Grand concours d’enfumage

La nature a horreur du vide, c’est bien connu. Comme pour les futures élections présidentielles, ce n’est pas le manque de candidats qui est à craindre, mais le trop-plein, comme l’avait annoncé le général de Gaulle à propos de sa succession. En attendant l’échéance électorale, le Président et son Premier ministre rivalisent d’ingéniosité pour occuper le terrain médiatique. À tout seigneur, tout honneur, c’est Emmanuel Macron qui a dégainé le premier en évoquant la possibilité d’une « convention citoyenne » sur les temps scolaires, un vieux serpent de mer permettant d’éviter les questions qui fâchent encore plus, comme celles des retraites ou des impôts.

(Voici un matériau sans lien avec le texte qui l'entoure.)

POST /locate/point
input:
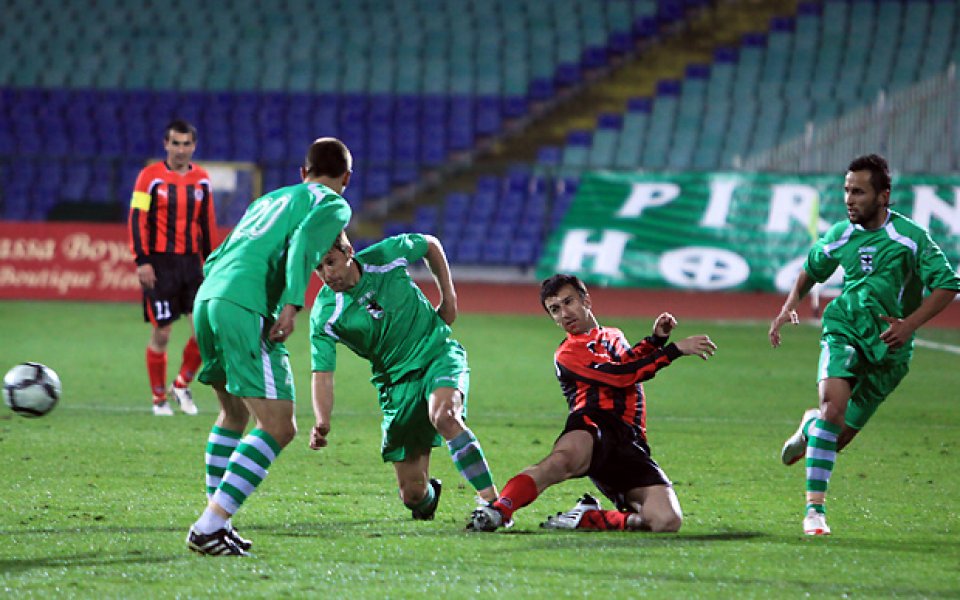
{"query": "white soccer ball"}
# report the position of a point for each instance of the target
(31, 389)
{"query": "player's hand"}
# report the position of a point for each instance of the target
(778, 322)
(664, 325)
(701, 345)
(283, 326)
(147, 276)
(318, 436)
(897, 334)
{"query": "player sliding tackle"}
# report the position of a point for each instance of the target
(600, 374)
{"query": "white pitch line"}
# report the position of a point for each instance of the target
(937, 346)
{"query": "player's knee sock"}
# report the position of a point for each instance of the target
(520, 491)
(190, 363)
(425, 503)
(246, 470)
(821, 456)
(157, 373)
(220, 445)
(468, 458)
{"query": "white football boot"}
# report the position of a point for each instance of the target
(815, 523)
(184, 399)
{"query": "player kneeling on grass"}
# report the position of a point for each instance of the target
(600, 374)
(370, 304)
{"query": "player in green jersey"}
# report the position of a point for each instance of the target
(371, 305)
(867, 337)
(254, 285)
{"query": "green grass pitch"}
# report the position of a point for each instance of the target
(96, 498)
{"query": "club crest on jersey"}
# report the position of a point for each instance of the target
(866, 258)
(368, 302)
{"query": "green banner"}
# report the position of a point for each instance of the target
(720, 231)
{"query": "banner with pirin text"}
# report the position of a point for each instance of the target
(721, 231)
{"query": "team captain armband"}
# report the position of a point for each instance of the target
(140, 201)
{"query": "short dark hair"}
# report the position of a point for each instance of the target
(552, 285)
(327, 157)
(879, 170)
(180, 126)
(342, 242)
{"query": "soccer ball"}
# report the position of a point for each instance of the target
(31, 389)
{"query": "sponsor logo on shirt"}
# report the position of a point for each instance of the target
(866, 258)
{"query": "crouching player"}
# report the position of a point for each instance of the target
(605, 436)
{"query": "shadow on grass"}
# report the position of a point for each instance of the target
(20, 565)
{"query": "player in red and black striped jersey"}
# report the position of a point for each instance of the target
(171, 224)
(600, 374)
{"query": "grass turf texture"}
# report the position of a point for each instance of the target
(97, 497)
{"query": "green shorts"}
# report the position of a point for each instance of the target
(406, 424)
(235, 350)
(872, 382)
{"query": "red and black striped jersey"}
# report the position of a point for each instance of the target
(600, 370)
(171, 213)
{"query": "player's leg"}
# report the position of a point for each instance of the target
(158, 311)
(446, 409)
(821, 452)
(570, 457)
(265, 382)
(418, 491)
(191, 274)
(447, 383)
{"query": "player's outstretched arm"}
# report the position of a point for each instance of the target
(788, 313)
(436, 260)
(701, 345)
(321, 390)
(664, 324)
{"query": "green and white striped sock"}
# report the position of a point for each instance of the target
(220, 445)
(246, 470)
(468, 458)
(821, 455)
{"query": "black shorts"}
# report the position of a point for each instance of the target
(621, 457)
(178, 278)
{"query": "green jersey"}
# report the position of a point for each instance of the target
(267, 259)
(885, 272)
(384, 318)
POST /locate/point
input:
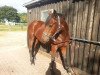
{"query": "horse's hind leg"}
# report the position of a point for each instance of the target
(64, 58)
(36, 46)
(30, 40)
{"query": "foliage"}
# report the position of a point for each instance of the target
(9, 13)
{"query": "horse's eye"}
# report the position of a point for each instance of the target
(50, 25)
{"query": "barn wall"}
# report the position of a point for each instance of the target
(83, 18)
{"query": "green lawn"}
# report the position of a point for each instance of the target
(13, 28)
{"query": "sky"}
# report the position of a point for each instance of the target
(17, 4)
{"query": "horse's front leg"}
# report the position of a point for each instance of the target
(53, 52)
(64, 58)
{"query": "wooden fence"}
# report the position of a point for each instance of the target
(83, 18)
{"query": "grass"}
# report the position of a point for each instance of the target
(13, 28)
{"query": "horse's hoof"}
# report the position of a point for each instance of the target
(68, 69)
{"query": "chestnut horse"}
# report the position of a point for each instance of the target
(54, 31)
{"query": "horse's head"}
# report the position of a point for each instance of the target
(53, 23)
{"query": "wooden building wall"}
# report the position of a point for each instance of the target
(83, 18)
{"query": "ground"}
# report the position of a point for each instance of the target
(14, 57)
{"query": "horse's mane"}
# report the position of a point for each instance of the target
(50, 16)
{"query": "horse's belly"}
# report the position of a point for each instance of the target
(39, 32)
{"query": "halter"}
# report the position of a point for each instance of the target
(59, 28)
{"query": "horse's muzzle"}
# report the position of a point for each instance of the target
(45, 37)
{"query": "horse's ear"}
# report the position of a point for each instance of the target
(50, 12)
(54, 11)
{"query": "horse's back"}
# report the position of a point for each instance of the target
(34, 26)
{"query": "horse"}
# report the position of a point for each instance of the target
(54, 31)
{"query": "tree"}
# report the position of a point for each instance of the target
(23, 17)
(9, 13)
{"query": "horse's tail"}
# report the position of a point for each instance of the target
(27, 37)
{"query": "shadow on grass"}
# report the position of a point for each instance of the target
(52, 70)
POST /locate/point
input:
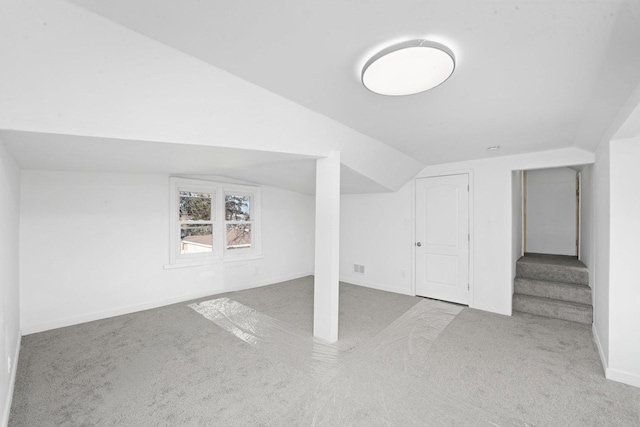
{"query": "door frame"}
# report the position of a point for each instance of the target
(469, 173)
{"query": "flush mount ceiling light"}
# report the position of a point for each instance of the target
(408, 68)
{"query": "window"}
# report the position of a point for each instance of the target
(238, 221)
(213, 221)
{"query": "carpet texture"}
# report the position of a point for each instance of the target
(172, 366)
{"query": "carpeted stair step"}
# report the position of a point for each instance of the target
(554, 290)
(549, 269)
(574, 312)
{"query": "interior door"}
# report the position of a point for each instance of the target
(442, 238)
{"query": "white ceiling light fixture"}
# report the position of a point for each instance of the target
(408, 68)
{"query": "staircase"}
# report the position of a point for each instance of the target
(553, 286)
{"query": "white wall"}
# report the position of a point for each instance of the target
(586, 219)
(376, 231)
(551, 211)
(624, 280)
(600, 277)
(9, 277)
(85, 75)
(516, 220)
(491, 228)
(94, 245)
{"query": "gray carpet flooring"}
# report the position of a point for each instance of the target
(171, 366)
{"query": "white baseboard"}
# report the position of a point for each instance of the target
(623, 377)
(610, 373)
(70, 321)
(12, 383)
(378, 286)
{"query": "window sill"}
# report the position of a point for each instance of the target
(211, 262)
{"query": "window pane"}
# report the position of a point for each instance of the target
(195, 206)
(237, 208)
(238, 236)
(196, 238)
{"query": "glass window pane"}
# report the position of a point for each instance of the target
(195, 206)
(237, 208)
(238, 236)
(196, 239)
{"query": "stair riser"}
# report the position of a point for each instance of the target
(551, 290)
(552, 273)
(553, 309)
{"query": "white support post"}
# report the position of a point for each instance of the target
(325, 302)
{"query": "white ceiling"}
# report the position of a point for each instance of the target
(45, 151)
(530, 75)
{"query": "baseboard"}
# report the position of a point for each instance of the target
(623, 377)
(70, 321)
(377, 286)
(603, 357)
(610, 373)
(12, 384)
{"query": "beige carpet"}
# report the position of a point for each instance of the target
(398, 366)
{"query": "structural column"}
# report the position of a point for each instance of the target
(325, 302)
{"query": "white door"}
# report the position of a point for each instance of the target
(442, 238)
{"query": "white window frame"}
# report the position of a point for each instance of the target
(219, 251)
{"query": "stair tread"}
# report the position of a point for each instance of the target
(553, 301)
(547, 282)
(557, 260)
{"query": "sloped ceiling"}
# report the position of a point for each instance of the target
(530, 75)
(283, 77)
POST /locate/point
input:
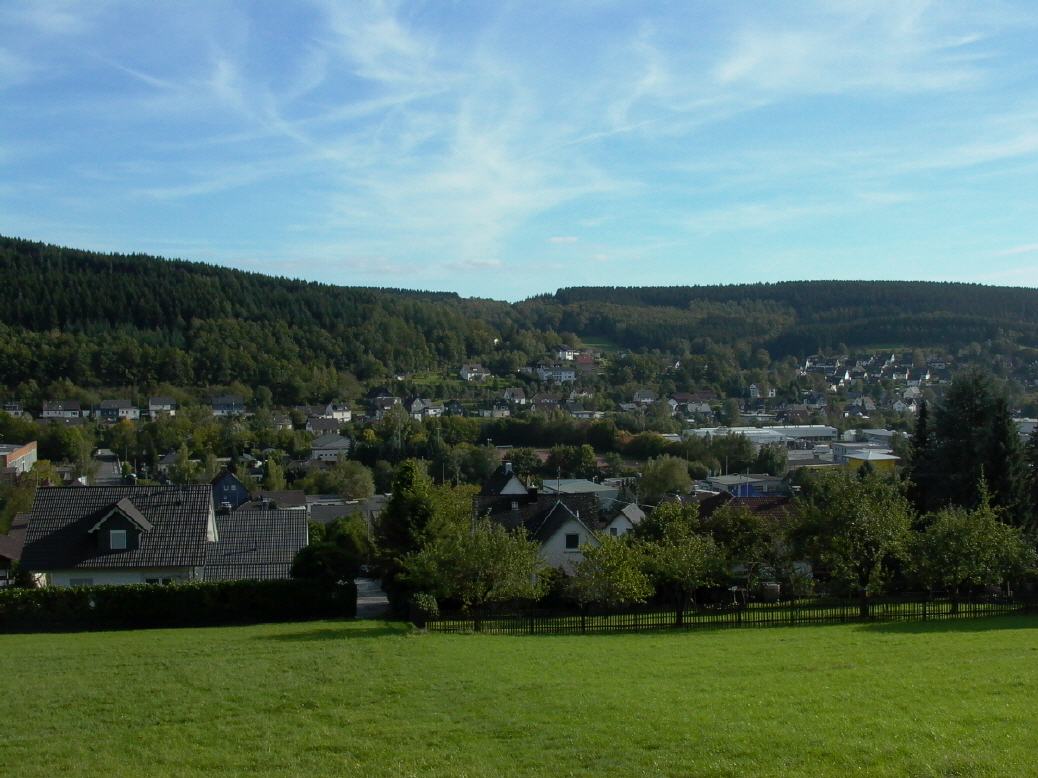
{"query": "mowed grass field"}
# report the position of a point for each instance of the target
(362, 698)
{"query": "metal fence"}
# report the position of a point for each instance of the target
(755, 614)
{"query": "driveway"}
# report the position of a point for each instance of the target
(372, 602)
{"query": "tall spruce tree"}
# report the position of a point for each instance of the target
(1004, 465)
(960, 439)
(1031, 459)
(975, 438)
(922, 465)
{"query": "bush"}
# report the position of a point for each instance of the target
(195, 604)
(424, 608)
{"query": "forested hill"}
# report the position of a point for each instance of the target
(802, 316)
(110, 320)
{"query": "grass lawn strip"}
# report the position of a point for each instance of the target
(366, 698)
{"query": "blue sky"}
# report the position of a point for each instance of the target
(504, 149)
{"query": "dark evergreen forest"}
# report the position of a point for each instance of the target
(113, 320)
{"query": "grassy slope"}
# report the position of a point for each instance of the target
(365, 698)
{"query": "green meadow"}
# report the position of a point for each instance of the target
(365, 698)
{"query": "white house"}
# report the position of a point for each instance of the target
(473, 372)
(330, 447)
(115, 535)
(557, 373)
(161, 407)
(61, 409)
(562, 534)
(626, 520)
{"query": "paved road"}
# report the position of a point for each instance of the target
(372, 602)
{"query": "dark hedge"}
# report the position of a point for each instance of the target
(175, 605)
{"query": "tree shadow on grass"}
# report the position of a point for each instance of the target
(347, 632)
(981, 623)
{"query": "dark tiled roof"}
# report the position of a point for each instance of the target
(285, 498)
(539, 512)
(10, 545)
(548, 524)
(364, 508)
(255, 545)
(771, 506)
(498, 480)
(321, 424)
(58, 536)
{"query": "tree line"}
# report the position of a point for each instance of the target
(112, 320)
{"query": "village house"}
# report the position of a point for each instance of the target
(14, 408)
(117, 410)
(473, 372)
(10, 548)
(644, 397)
(161, 407)
(566, 355)
(556, 373)
(426, 409)
(228, 405)
(61, 409)
(515, 395)
(255, 545)
(562, 523)
(115, 535)
(17, 459)
(228, 491)
(322, 425)
(330, 447)
(90, 535)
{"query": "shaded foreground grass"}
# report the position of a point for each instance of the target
(372, 699)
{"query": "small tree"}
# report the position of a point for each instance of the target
(477, 566)
(856, 527)
(273, 479)
(663, 475)
(351, 533)
(961, 549)
(326, 562)
(679, 559)
(610, 575)
(772, 460)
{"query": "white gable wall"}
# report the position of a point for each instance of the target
(553, 550)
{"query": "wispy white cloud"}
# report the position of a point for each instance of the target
(1028, 248)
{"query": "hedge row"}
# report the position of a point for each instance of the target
(174, 605)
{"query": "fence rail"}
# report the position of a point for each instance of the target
(755, 614)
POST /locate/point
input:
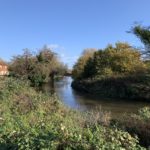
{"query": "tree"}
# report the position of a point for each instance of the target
(143, 33)
(78, 68)
(37, 68)
(118, 60)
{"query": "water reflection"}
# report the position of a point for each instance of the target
(82, 101)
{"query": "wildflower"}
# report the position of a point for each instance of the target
(62, 127)
(1, 118)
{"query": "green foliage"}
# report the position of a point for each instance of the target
(143, 33)
(34, 120)
(145, 113)
(119, 60)
(37, 68)
(78, 68)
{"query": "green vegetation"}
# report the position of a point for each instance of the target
(35, 120)
(38, 68)
(143, 33)
(117, 72)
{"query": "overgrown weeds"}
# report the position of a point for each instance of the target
(35, 120)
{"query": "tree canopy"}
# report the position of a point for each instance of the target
(143, 33)
(113, 60)
(38, 68)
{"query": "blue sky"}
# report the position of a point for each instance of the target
(68, 26)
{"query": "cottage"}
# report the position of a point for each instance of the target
(3, 69)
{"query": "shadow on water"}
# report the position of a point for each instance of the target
(84, 101)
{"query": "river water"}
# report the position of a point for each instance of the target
(83, 102)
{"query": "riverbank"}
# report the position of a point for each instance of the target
(36, 120)
(126, 87)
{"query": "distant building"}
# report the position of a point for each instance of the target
(3, 69)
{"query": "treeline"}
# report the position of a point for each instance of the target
(117, 71)
(38, 67)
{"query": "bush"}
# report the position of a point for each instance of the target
(35, 120)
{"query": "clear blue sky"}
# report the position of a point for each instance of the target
(68, 26)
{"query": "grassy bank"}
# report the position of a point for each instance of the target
(34, 120)
(128, 87)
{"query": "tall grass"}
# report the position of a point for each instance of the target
(34, 120)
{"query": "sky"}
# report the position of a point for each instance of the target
(68, 26)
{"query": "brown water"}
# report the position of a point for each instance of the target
(81, 101)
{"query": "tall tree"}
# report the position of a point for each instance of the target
(143, 33)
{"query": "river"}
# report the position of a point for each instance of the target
(83, 102)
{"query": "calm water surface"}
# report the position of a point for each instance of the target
(82, 101)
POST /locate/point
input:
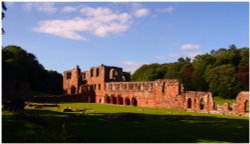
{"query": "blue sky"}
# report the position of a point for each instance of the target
(127, 35)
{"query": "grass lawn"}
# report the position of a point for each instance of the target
(221, 101)
(110, 123)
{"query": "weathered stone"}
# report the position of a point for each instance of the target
(110, 85)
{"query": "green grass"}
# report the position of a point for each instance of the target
(110, 123)
(221, 101)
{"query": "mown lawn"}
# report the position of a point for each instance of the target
(221, 101)
(110, 123)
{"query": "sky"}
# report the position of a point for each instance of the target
(124, 34)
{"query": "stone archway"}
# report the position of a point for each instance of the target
(113, 100)
(107, 99)
(202, 104)
(246, 106)
(134, 101)
(127, 101)
(73, 90)
(189, 103)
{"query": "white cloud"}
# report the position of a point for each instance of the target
(166, 10)
(47, 7)
(131, 66)
(190, 46)
(141, 12)
(192, 54)
(171, 55)
(68, 9)
(160, 57)
(97, 21)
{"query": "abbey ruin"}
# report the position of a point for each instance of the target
(110, 85)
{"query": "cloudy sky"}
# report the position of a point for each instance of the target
(64, 34)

En opposant des catégories de citoyens, il s’agit de détourner l’attention en s’attribuant le beau rôle de donner la parole aux Français dans un bel exercice de démocratie directe portant sur l’organisation des temps scolaires sans traiter les problèmes de fond comme la reproduction des inégalités sociales par l’école, tout en désignant les boucs émissaires habituels : les enseignants qui auraient trop de vacances et ne travailleraient pas suffisamment. Au mieux, si quelque chose de positif devait sortir de ce vaste « brainstorming », il terminerait sa course dans les oubliettes de l’histoire, à côté des cahiers de doléances des Gilets jaunes, soigneusement enterrés pour l’édification des générations futures. Encore plus fort, François Bayrou, qui n’était que de passage à Matignon, commence à croire à un avenir dans son poste de Premier ministre, au point de lancer l’idée d’organiser un référendum afin de faire adopter un plan de réduction des déficits pour un budget 2026 introuvable.

La ficelle est grosse, voire énorme. Seul le président en exercice a le pouvoir de convoquer la tenue d’une telle consultation, et il préfèrera toujours suivre son propre agenda. Ce qui est logique puisque généralement, le peuple souverain vote pour ou contre le président, plutôt que sur la question posée. La popularité d’Emmanuel Macron est si basse qu’un référendum serait suicidaire en ce moment. L’objet de cette consultation est extrêmement flou et je souhaite bon courage à celui qui devra rédiger la question, et aux Français pour y répondre. Et si l’affaire allait jusqu’à son terme, que le résultat était, comme c’est probable, un refus pur et simple, une fin de non-recevoir, que resterait-il au pouvoir en place pour légitimer son action, à part une nouvelle dissolution sans aucune garantie de trouver une majorité plus claire, ou une démission du Président de la République obligeant la tenue d’élections anticipées ? On voit par là que certaines idées d’apprentis sorciers, à première vue anodines, peuvent déboucher sur des logiques aventuristes et précipiter le pays dans une instabilité dommageable, ouvrant grand la porte à la menace de droite extrême qu’elles prétendent combattre.